Кстати, почему-то принято считать, что Чингисхан привел под стены Отрара всю монгольскую армию. Но это суждение вызывает вполне обоснованные сомнения — главным образом, по двум причинам. Во-первых, тактика действий монгольской армии в большой войне — и это полностью подтверждают события в Китае — заключалась в одновременном наступлении трех крупных структурных единиц войска: центра и далеко отведенных от него крыльев. Каждая часть являлась полностью автономной и действовала порой на весьма значительном отдалении — как, например, корпус Джебэ в Ляодуне. Никакого смысла отступать от проверенной победной тактики не было. Иное дело, что уже в ходе самой войны с хорезмшахом Чингисхан не раз то распылял свои войска, то быстро собирал их, всегда сообразуясь с военной обстановкой. Во-вторых, нужно вспомнить, что фактически эти два крыла перед войной с хорезмшахом уже действовали в районах, граничащих с его державой. На севере, в кыпчакских степях, в 1218 году находился корпус под командованием Субэдэя, на юге же в это время завершал свою миссию покорения кара-киданьского ханства аналогичный корпус Джебэ. К 1219 году первоначально поставленные перед ними задачи были выполнены. Но был ли смысл переводить эти войска сначала в Монголию, за тысячи километров, чрезмерно утомляя и людей, и коней, чтобы затем вернуться, по существу, в те же места? Простая военная целесообразность требовала оставить их на месте в ожидании приказа — тем более, что вопрос о войне с Хорезмом был предрешен уже к концу 1218 года. Чингисхан ограничился лишь тем, что вызвал к себе Субэдэя, наиболее талантливого из своих полководцев, а командиром северного корпуса поставил Джучи, дав ему подробные инструкции относительно предстоящих действий.

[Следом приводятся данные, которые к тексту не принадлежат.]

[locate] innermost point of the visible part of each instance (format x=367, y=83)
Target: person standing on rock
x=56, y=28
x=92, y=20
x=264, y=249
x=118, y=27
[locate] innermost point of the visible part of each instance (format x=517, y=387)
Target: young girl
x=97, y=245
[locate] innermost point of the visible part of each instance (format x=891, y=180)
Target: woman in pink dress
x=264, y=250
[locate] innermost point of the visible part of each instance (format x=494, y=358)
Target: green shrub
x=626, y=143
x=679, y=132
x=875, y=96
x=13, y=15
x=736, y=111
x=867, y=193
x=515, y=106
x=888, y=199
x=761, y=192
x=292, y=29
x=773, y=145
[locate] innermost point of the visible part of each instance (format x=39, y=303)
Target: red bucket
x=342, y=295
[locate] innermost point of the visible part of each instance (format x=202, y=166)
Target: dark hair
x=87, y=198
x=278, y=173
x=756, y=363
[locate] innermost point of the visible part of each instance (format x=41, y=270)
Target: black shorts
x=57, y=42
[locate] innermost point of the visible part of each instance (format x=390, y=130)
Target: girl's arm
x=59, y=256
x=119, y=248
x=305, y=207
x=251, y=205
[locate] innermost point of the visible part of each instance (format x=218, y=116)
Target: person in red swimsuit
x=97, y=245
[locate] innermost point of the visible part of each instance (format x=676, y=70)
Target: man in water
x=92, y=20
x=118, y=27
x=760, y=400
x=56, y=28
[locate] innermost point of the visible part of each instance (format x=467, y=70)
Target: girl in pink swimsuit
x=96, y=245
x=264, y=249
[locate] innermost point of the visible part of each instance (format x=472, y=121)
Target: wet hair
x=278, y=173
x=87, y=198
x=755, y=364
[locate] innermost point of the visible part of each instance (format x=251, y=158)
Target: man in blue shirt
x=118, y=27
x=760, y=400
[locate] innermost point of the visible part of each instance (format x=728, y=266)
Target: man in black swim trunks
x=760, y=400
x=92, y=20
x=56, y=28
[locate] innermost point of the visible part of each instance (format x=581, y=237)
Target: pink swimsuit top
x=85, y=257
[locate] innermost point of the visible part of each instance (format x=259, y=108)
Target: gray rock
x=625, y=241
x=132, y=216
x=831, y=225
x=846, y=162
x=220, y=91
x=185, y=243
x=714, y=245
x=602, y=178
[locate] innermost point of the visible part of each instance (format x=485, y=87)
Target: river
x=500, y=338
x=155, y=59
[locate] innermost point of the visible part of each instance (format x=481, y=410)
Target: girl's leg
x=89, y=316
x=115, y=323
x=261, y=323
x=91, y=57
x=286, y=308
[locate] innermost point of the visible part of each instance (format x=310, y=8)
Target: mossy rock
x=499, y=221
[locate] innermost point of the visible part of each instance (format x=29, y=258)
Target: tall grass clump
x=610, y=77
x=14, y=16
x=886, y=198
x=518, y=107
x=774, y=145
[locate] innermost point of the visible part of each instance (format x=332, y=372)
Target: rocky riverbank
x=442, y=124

Тем не менее, армия, подошедшая к Отрару, была велика и, скорее всего, превышала сто тысяч воинов. Войско включало в себя и значительный отряд «камнеметчиков» (вероятно, тумен) с сотнями боевых осадных машин и большим количеством инженеров, которые при необходимости были способны быстро удвоить и утроить этот парк. После оценки ситуации Чингисхан отказался от немедленного штурма Отрара: город был хорошо укреплен, а его жители, понимая, что уж им-то пощады не будет, собирались сражаться до последней капли крови. Тогда хан оставил под стенами города два монгольских тумена под руководством Джагатая и Угедэя с необходимым количеством вспомогательных осадных сил. Еще одну войсковую группу (два тумена?) он направил на юг, к Бенакенту и Ходженту; сам же с главными силами двинулся к Бухаре — сначала вверх по Сырдарье, а затем, после переправы, вдоль южного берега озера Айдар-куль. Туда же, навстречу ему, из Бадахшана должен был пробиваться Джебэ — главной целью этой, действующей из «подбрюшья», группировки, был, по-видимому, Самарканд.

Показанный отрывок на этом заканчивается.